In The Resurrection and Moral Order Oliver O’Donovan asks us to consider what we mean by love as a rule for life. Do we mean, on the one hand, that love is a summary and includes the rest of moral law? Or, on the other hand, do we mean that love is a priority over all other laws?
The latter involves responding to a moral dilemma by doing what is considered the most loving act even while an alternative action might be more justified on other grounds. The former may involve suggesting that a particular course of action is justified by a moral law and, though we might not like the result, is the most loving thing to do.
The priority approach leads to the problem of arbitrariness – it is not clear how we discern which option is the most loving and whether or not this or that option are loving at all.

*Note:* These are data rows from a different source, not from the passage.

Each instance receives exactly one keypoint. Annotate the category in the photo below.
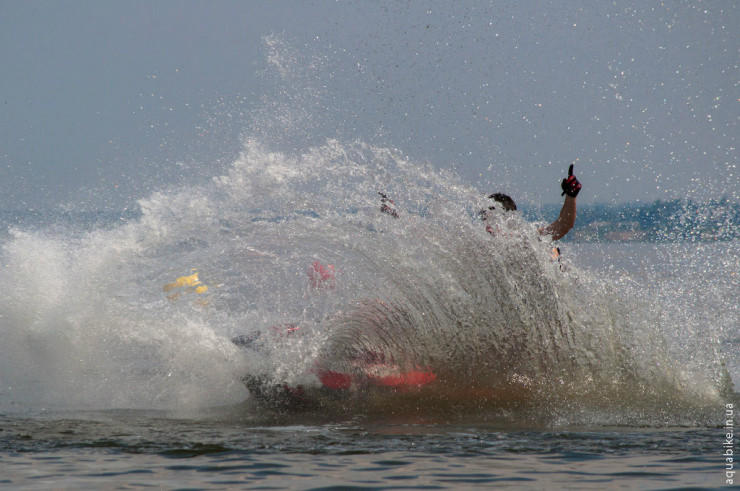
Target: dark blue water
(143, 449)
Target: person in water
(566, 219)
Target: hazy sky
(102, 102)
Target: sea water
(613, 366)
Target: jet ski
(360, 373)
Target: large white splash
(87, 321)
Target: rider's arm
(567, 218)
(565, 221)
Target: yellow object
(191, 280)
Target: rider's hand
(570, 185)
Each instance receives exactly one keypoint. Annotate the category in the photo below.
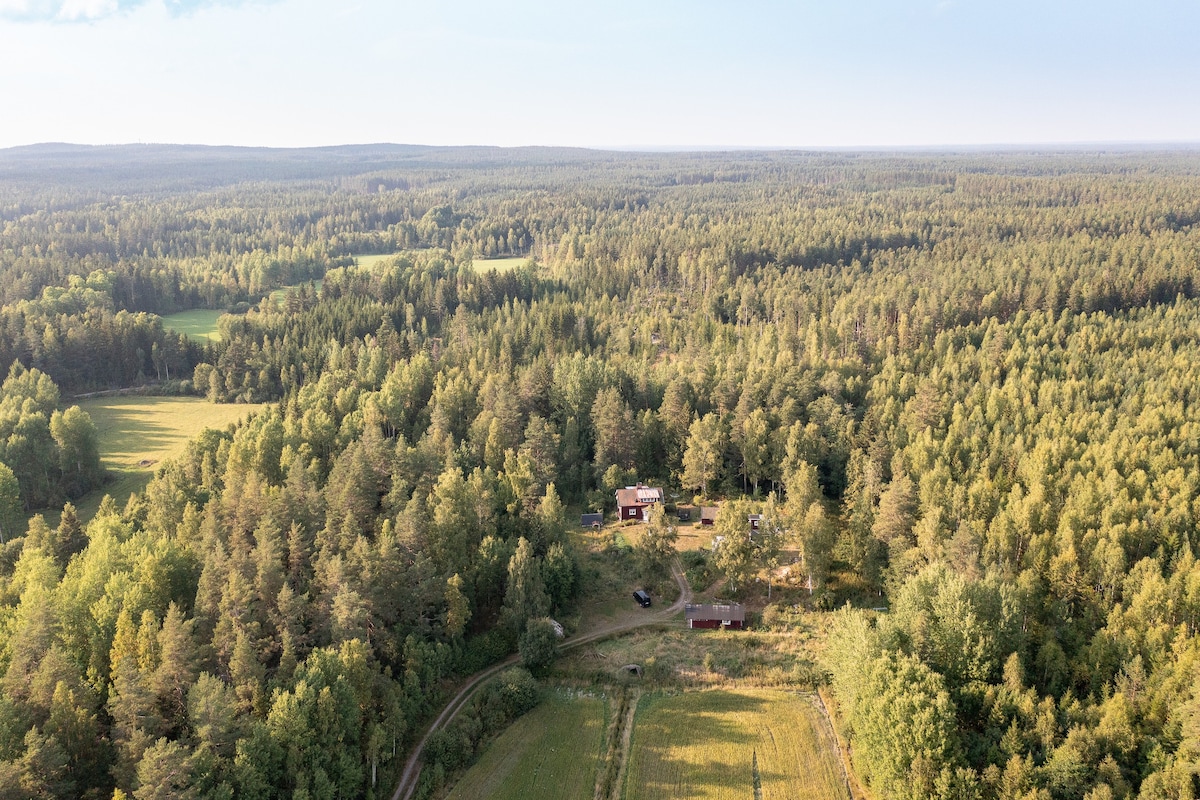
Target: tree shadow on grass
(694, 746)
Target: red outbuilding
(634, 501)
(720, 615)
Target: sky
(609, 73)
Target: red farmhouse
(732, 615)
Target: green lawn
(199, 324)
(550, 753)
(279, 294)
(719, 744)
(138, 433)
(498, 264)
(367, 262)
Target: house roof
(732, 612)
(627, 498)
(634, 495)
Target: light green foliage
(538, 645)
(971, 376)
(551, 752)
(655, 546)
(702, 458)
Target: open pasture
(199, 324)
(498, 264)
(137, 433)
(732, 744)
(550, 753)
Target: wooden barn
(634, 501)
(732, 615)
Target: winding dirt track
(413, 765)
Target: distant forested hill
(969, 379)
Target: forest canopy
(965, 383)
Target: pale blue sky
(613, 73)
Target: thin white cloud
(75, 11)
(84, 10)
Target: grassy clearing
(550, 753)
(199, 324)
(733, 744)
(673, 656)
(137, 433)
(498, 264)
(367, 262)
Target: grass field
(550, 753)
(498, 264)
(199, 324)
(726, 744)
(366, 262)
(281, 293)
(137, 433)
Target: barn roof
(732, 612)
(634, 495)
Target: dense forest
(960, 385)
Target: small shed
(732, 615)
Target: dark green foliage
(971, 379)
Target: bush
(498, 703)
(538, 645)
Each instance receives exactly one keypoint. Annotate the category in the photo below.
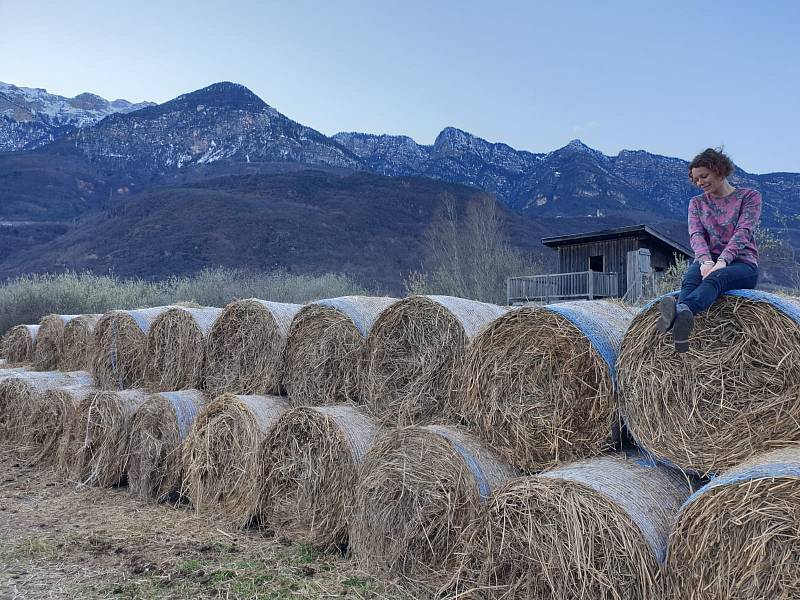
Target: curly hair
(714, 160)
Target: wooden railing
(562, 286)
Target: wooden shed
(600, 264)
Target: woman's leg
(667, 306)
(736, 276)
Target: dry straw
(418, 489)
(78, 343)
(120, 347)
(17, 393)
(18, 343)
(738, 538)
(594, 529)
(159, 428)
(325, 349)
(221, 455)
(51, 414)
(176, 345)
(734, 393)
(49, 346)
(412, 352)
(311, 462)
(538, 383)
(245, 353)
(99, 435)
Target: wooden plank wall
(575, 257)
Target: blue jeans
(698, 293)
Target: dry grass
(50, 415)
(18, 343)
(17, 393)
(245, 350)
(221, 455)
(95, 449)
(161, 424)
(120, 348)
(536, 388)
(734, 393)
(78, 343)
(419, 487)
(310, 462)
(325, 349)
(739, 537)
(176, 348)
(49, 346)
(412, 352)
(595, 529)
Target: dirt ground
(61, 541)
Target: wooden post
(638, 265)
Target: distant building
(612, 263)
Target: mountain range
(71, 164)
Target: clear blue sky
(668, 77)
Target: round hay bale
(18, 391)
(418, 489)
(325, 349)
(738, 537)
(412, 352)
(733, 394)
(245, 353)
(176, 348)
(49, 346)
(594, 529)
(120, 347)
(311, 461)
(51, 414)
(78, 343)
(102, 425)
(221, 455)
(537, 384)
(159, 428)
(18, 343)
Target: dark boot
(666, 308)
(682, 327)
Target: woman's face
(708, 181)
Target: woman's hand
(706, 268)
(721, 264)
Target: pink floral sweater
(723, 227)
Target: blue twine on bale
(185, 411)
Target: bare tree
(469, 255)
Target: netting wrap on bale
(538, 383)
(18, 343)
(418, 489)
(100, 434)
(738, 537)
(246, 345)
(49, 346)
(78, 343)
(120, 347)
(17, 392)
(736, 392)
(325, 349)
(311, 462)
(594, 529)
(222, 455)
(176, 348)
(51, 413)
(413, 351)
(160, 426)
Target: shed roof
(607, 234)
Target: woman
(722, 221)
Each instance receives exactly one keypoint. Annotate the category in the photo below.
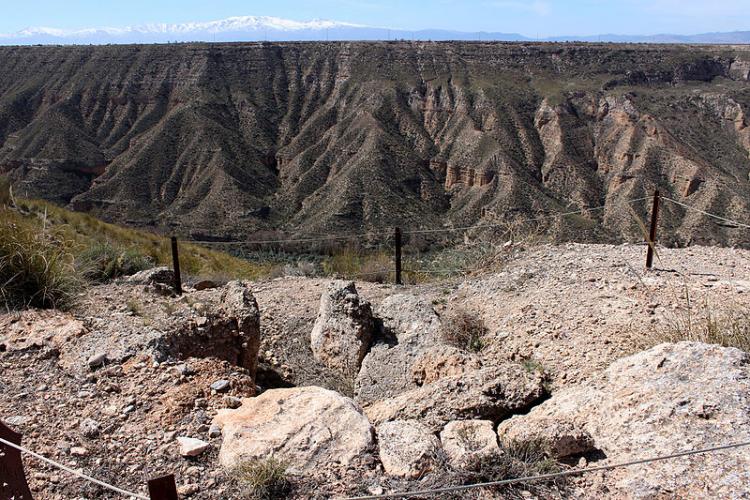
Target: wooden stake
(398, 255)
(163, 488)
(652, 234)
(176, 266)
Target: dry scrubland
(546, 358)
(232, 140)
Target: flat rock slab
(308, 427)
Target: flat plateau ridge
(223, 140)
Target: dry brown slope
(223, 140)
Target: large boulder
(344, 328)
(407, 448)
(489, 393)
(410, 325)
(467, 442)
(670, 398)
(308, 427)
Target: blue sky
(529, 17)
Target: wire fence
(542, 477)
(409, 494)
(74, 472)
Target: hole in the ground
(591, 456)
(268, 378)
(219, 338)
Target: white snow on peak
(231, 24)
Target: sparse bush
(103, 262)
(301, 268)
(727, 328)
(351, 263)
(36, 266)
(518, 459)
(5, 198)
(264, 479)
(464, 330)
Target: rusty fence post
(163, 488)
(398, 255)
(652, 234)
(12, 477)
(176, 266)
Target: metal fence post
(163, 488)
(398, 255)
(12, 477)
(652, 234)
(176, 266)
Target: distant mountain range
(258, 28)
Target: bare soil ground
(569, 309)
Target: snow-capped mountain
(231, 29)
(259, 28)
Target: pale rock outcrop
(468, 441)
(443, 361)
(670, 398)
(410, 325)
(221, 323)
(191, 447)
(309, 427)
(407, 448)
(155, 275)
(489, 393)
(344, 328)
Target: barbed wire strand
(416, 231)
(709, 214)
(73, 471)
(576, 472)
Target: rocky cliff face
(225, 140)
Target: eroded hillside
(225, 140)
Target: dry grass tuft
(36, 266)
(464, 330)
(263, 479)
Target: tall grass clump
(263, 479)
(102, 262)
(36, 266)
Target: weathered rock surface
(671, 398)
(191, 447)
(410, 325)
(489, 393)
(443, 361)
(309, 427)
(344, 328)
(469, 441)
(160, 275)
(407, 448)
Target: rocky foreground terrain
(223, 141)
(366, 389)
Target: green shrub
(263, 479)
(103, 262)
(36, 266)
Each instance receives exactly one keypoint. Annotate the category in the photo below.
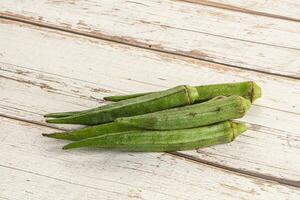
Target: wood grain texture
(37, 168)
(283, 10)
(53, 71)
(251, 41)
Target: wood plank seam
(282, 181)
(238, 9)
(141, 45)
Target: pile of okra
(181, 118)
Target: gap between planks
(239, 9)
(122, 41)
(189, 158)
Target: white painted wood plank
(35, 167)
(70, 72)
(224, 36)
(285, 9)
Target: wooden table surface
(60, 55)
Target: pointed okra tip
(256, 92)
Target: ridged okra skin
(92, 131)
(196, 115)
(249, 90)
(174, 97)
(158, 141)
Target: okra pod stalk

The inclusiveness approach suffers the problem of indefiniteness – if justice or prudence are merely forms of love we are left with the suspicion that those other moral obligations solely determine the form that love takes.
“Either we must regard love as an empty concept…to be filled with substantial content from the rest of law, or, in allowing that it has a content of its own which may overrule the rest of the law, we must make it the sole criterion by which we resolve every decision.” (Oliver O’Donovan, Resurrection and Moral Order, p.202)
O’Donovan argues that the dilemma is false. To see this he asks us to consider what conceptual knowledge is presupposed in either position. If it really was the case that love trumps other moral laws then we would require a unifying and static principle of love which determines the choice we make. But this in turn relies upon our conceptual knowledge of other moral laws. He suggests that we are hard pressed to come up with any concept of love that makes no use of all our other moral obligations. The same is true from the other side. When we make the concept of love determinable by other moral obligations we are merely attempting to use other obligations to determine what love is.
O’Donovan argues that this implies a provisional kind of justice accompanied by a provisional knowledge. Consider our concept of love. What makes it complete, on O’Donovan’s view, is revealed in our experience of an event. What then determines the concept? Is it the event or the concept? If there is no a priori concept of love available then surely love remains undetermined until our experience is complete. If there is an a priori concept of love, how do we get at it?
For O’Donovan the Bible’s concept of love is revealed to us accompanied by the transformation of our worldview in accordance with its divine author. And since that divine author is also the creator of the world the concept we gain from scripture will be the right one for application to ethical dilemmas we confront in the world. O’Donovan tells us that reading the Bible illuminated by the Holy Spirit gives us access to the mind of God and God is love. As we know God and his love for us we know love. Knowledge of God as we encounter Christ in scripture and knowledge of love as we encounter the world he made are jointly sufficient for a knowledge of love.
O’Donovan has built a reputation for making us think about our presuppositions. However, his ethic avoids trying to prescribe what we should do in practice. His ethic is existential and is concerned with a personal knowledge of God as opposed to God’s commands. He is opposed to developing a compendium of dos and don’ts from scripture and sees our ethic derived from personal experience not from rules set out in list form. Whether to avoid poor casuistry or because he is concerned to answer a deeper question, O’Donovan’s avoidance of command theory is not necessary when one considers how God’s commands come about. God’s commands are a reflection of his divine nature. Why not, then, show how divine commands reflect God’s divine nature? Do we not know God’s nature through his commands and then know the goodness of his commands through obeying them?